Evaluation of the Iowa Comprehensive Cancer Control Programs
Kellee McCrory is providing a variety of evaluations for the ICCCC which is funded in part by Iowa Department of Public Health and The Centers for Disease Control and Prevention. The evaluation includes the Iowa Get Screened program (a colorectal cancer screening and education program for Iowans), IDPH Comprehensive Cancer Control program and the Iowa Cancer Consortium.
Heartland Center for Occupational Health and Safety
The Heartland Center provides doctoral and in-service training in several areas of occupational safety and health including: ergonomics, occupational medicine, occupational health nursing, agricultural health, industrial hygiene, and occupational injury prevention. Kellee McCrory is evaluating these training efforts. The initiative is funded by the National Institute of Occupational Safety and Health.
Pick a better snack and Act and Chef Charles Evaluation
BASICS stands for Building and Strengthening Iowa Community Support for Nutrition and Physical Activity. The BASICS program provides federal funding for community coalitions to expand nutrition and physical activity education programs serving SNAP recipients and SNAP-eligible populations. The goal of the program is to provide educational programs that increase the likelihood that low-resource audiences can make healthy food choices consistent with the dietary advice of the MyPyramid. To meet this goal, the Iowa Nutrition Network provides traditional nutrition education resources combined with unique social marketing strategies.

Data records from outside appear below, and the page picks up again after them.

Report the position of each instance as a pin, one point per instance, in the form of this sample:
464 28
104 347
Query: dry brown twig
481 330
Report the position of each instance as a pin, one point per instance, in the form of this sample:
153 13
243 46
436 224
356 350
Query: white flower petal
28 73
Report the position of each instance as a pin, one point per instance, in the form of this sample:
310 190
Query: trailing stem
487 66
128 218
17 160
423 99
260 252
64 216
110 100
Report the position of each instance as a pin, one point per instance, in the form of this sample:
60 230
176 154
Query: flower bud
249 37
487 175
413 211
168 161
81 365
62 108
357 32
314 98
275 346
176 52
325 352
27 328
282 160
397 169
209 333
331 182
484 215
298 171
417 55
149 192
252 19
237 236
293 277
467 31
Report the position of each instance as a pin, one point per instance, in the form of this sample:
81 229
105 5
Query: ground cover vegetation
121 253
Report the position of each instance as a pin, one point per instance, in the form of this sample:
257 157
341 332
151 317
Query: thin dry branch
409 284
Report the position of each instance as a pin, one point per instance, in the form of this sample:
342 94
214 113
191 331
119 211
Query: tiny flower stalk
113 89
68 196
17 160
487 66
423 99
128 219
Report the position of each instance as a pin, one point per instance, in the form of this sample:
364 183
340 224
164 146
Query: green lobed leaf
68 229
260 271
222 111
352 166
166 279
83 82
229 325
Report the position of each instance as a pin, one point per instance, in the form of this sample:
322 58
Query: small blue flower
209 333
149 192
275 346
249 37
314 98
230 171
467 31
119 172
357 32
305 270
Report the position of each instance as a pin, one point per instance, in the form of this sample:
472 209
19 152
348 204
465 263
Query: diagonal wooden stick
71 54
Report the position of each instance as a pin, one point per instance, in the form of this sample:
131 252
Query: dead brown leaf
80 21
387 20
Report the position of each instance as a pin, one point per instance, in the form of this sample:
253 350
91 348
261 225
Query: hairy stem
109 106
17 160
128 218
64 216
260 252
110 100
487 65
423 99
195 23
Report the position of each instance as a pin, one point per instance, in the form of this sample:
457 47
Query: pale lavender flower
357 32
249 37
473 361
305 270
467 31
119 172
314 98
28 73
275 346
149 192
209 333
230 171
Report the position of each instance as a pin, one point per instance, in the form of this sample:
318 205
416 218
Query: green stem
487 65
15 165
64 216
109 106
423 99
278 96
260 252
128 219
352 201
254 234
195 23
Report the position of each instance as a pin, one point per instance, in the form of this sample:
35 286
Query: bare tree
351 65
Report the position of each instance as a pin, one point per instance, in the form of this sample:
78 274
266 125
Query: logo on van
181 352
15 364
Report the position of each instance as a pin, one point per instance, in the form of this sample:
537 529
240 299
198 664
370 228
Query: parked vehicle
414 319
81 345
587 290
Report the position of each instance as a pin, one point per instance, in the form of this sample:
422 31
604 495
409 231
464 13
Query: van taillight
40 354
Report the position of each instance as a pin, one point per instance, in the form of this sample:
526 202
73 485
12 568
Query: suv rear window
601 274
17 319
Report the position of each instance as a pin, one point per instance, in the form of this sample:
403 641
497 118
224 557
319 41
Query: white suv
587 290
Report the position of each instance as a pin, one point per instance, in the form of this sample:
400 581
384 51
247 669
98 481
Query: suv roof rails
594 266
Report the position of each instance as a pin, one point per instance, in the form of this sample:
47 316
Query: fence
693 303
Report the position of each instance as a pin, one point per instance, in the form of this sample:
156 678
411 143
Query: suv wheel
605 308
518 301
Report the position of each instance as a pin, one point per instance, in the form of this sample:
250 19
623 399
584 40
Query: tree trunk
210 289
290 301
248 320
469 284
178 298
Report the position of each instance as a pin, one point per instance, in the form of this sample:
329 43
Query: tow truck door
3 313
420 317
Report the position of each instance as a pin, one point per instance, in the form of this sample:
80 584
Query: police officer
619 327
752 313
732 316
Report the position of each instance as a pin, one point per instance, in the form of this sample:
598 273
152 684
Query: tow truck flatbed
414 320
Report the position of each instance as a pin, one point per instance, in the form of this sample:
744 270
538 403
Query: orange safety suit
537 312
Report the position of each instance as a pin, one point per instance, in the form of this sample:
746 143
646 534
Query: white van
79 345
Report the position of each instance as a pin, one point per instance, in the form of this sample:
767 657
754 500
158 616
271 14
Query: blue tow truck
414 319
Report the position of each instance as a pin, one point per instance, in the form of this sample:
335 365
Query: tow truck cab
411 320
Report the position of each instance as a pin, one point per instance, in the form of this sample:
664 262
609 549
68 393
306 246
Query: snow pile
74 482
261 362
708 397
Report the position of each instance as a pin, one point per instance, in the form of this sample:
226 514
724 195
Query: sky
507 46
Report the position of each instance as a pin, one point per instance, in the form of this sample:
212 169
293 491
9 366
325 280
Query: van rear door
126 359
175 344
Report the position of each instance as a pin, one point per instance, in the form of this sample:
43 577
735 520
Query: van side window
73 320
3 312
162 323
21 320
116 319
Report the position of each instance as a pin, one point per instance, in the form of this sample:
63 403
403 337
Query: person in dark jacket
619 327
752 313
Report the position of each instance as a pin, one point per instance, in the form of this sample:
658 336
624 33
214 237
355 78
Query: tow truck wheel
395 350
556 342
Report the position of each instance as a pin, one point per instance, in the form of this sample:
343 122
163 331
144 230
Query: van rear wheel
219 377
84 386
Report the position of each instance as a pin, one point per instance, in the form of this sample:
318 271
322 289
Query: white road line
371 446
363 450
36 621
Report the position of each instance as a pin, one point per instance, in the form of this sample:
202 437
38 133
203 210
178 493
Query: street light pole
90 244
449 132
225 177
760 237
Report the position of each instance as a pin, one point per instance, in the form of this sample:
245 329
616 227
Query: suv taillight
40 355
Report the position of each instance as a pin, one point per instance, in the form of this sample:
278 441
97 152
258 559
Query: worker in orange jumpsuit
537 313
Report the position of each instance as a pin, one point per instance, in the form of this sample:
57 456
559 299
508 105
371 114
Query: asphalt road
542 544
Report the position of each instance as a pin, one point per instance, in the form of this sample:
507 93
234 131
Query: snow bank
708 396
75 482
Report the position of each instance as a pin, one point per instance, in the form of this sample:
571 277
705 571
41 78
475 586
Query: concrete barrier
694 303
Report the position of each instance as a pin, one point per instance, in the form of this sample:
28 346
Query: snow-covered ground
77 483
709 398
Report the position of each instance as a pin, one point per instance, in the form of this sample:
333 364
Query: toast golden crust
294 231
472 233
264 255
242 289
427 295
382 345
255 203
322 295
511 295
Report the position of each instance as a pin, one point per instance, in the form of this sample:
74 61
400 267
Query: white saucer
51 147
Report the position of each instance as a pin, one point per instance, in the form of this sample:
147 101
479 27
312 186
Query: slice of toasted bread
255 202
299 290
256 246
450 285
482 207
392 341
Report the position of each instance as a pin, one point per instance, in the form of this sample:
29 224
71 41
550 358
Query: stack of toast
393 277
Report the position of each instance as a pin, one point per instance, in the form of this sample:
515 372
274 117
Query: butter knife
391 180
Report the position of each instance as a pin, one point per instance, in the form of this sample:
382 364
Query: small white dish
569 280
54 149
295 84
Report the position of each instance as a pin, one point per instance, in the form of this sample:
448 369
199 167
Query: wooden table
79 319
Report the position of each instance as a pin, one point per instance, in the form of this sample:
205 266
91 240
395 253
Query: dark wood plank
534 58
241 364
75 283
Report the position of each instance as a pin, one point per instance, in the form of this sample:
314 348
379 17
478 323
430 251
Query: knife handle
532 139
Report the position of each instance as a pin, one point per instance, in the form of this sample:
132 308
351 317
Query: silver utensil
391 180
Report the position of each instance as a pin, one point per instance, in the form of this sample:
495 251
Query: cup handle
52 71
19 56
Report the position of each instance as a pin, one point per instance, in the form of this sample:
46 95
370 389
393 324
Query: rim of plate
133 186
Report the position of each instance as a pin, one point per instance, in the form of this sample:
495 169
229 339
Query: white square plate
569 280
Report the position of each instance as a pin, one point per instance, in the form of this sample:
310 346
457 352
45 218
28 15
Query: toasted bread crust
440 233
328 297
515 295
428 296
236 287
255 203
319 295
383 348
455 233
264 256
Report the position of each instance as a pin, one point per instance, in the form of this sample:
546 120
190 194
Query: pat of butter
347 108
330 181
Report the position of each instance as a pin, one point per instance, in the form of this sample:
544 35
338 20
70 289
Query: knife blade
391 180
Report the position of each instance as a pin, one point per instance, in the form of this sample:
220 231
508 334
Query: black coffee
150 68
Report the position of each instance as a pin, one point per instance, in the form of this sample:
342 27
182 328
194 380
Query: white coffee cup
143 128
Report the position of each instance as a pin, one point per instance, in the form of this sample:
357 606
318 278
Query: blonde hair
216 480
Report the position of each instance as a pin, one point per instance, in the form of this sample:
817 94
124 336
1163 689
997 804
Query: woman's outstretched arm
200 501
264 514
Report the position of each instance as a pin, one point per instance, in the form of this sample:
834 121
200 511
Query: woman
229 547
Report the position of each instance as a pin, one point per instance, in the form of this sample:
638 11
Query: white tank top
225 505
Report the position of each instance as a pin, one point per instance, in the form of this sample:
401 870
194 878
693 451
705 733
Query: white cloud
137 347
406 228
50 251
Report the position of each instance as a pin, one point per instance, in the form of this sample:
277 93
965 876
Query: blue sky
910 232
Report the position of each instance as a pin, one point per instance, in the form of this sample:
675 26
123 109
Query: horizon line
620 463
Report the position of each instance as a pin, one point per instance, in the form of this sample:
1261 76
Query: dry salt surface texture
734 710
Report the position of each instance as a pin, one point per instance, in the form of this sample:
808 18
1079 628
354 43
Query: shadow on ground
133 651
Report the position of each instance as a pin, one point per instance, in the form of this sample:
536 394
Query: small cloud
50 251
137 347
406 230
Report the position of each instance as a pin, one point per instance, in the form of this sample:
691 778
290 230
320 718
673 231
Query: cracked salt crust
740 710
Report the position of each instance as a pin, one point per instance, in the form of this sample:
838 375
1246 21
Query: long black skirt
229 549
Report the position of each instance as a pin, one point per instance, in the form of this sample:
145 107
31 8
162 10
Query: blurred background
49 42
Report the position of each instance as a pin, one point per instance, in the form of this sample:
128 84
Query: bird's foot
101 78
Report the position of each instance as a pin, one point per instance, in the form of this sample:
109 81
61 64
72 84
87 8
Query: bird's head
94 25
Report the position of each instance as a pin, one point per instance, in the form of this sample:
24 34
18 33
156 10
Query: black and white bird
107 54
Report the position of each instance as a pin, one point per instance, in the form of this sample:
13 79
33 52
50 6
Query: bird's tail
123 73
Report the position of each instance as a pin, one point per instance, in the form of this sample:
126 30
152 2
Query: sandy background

The Chef Charles Club is a nutrition education project for older adults created by the Iowa Nutrition Network, Iowa Department of Public Health with funding from and Supplemental Nutrition Assistance Program of the United States Department of Agriculture. The Iowa Departments of Elder Affairs, Human Services and Area Agencies on Aging collaborate to bring Chef Charles nutrition education lessons to congregate meal sites. The evaluation of these initiatives includes qualitative interviews with staff and educators; data collection of lesson delivery for both Pick a better snack and Chef Charles, focus groups with parents with children involved in BASICS education, and site visits.